Frank–Wolfe Momentum Optimization

Updated 7 December 2025

FW with momentum is a projection-free optimization method that integrates momentum mechanisms to enhance convergence and reduce oscillations in constrained settings.
It leverages variants like heavy ball and Nesterov-style acceleration with adaptable step-sizes, ensuring robust performance in high-dimensional and distributed applications.
Empirical studies confirm its practical advantages in areas such as CNN pruning and matrix completion, achieving improved test loss, sparsity, and convergence rates.

Frank–Wolfe (FW) with momentum refers to a family of projection-free first-order optimization methods that integrate momentum mechanisms into the classical FW (also known as conditional gradient) algorithm. The principal motivation is to accelerate convergence, reduce oscillations, and improve empirical efficiency for smooth convex and some nonconvex problems constrained to compact convex sets. Multiple momentum variants have been systematically developed, including heavy ball momentum and Nesterov-style accelerated momentum, each yielding distinct theoretical and practical characteristics. FW with momentum is now a mature area of research with established algorithmic templates, primal–dual performance guarantees, tailorings for high-dimensional machine learning tasks, and adaptations to distributed and stochastic optimization regimes.

1. Algorithmic Foundations of FW with Momentum

In the standard FW framework, at each iteration, a linear minimization oracle (LMO) selects a search direction by solving $v_{k+1} = \arg\min_{v\in\mathcal{X}} \langle \nabla f(x_k), v \rangle$ , followed by a convex update $x_{k+1} = (1-\eta_k) x_k + \eta_k v_{k+1}$ with a step-size $\eta_k$ . The approach avoids costly projections and is well-suited for large-scale constrained optimization where $\mathcal{X}$ (e.g., $\ell_1$ -, $\ell_2$ -, or nuclear-norm balls) has an efficient LMO.

FW with momentum generalizes this by replacing the current gradient with an aggregate (momentum) term. In the heavy ball FW (HFW) variant, the update is:

$g_{k+1} = (1-\delta_k)g_k + \delta_k \nabla f(x_k)$

where $g_k$ acts as a "momentum-averaged" gradient, and $\delta_k$ is the momentum parameter. The subsequent LMO and update steps use $g_{k+1}$ . Several choices for $(\delta_k,\eta_k)$ are documented, most notably the parameter-free rule $\delta_k = \eta_k = 2/(k+2)$ , smoothness-adapted step-size rules, and line-search options (Li et al., 2021).

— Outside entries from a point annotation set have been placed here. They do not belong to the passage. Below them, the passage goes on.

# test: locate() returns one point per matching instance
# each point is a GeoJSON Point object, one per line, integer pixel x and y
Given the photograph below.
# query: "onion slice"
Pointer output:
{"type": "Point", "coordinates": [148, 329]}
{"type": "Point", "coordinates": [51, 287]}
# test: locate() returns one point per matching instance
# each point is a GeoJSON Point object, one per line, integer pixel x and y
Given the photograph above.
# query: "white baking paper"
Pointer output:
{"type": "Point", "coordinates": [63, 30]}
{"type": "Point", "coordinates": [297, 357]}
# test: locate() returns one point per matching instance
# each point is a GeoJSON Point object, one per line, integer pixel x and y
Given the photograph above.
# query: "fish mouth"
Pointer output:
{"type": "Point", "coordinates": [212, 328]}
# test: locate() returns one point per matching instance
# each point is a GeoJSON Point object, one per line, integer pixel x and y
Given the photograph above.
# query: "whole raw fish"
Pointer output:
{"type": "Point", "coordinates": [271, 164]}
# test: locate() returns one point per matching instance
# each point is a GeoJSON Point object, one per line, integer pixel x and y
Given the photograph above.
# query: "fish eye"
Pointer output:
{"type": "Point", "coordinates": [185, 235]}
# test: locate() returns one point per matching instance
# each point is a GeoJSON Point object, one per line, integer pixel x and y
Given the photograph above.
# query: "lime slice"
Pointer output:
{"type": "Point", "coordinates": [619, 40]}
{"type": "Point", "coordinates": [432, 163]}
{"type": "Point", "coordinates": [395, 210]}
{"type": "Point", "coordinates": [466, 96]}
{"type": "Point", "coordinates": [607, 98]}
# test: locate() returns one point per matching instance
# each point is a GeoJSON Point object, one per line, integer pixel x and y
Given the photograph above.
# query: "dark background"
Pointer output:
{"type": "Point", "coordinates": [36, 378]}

Nesterov-style momentum for FW is constructed by maintaining a running average $\theta_{k+1}$ over past gradients at auxiliary points $y_k$ , yielding "Accelerated Frank–Wolfe" (AFW) updates:

$\theta_{k+1} = (1-\delta_k)\theta_k + \delta_k\nabla f(y_k), \ v_{k+1} = \arg\min_{v\in X} \langle \theta_{k+1}, v \rangle, \ x_{k+1} = (1-\delta_k)x_k + \delta_k v_{k+1}$

with suitable convex combinations for $y_k$ (Li et al., 2020).

Distributed momentum-based FW (DMFW) algorithms, such as those deployed in networked systems, operate via local momentum-filtered stochastic gradients, consensus averaging, and gradient tracking to approximate a network-wide gradient direction (Hou et al., 2022).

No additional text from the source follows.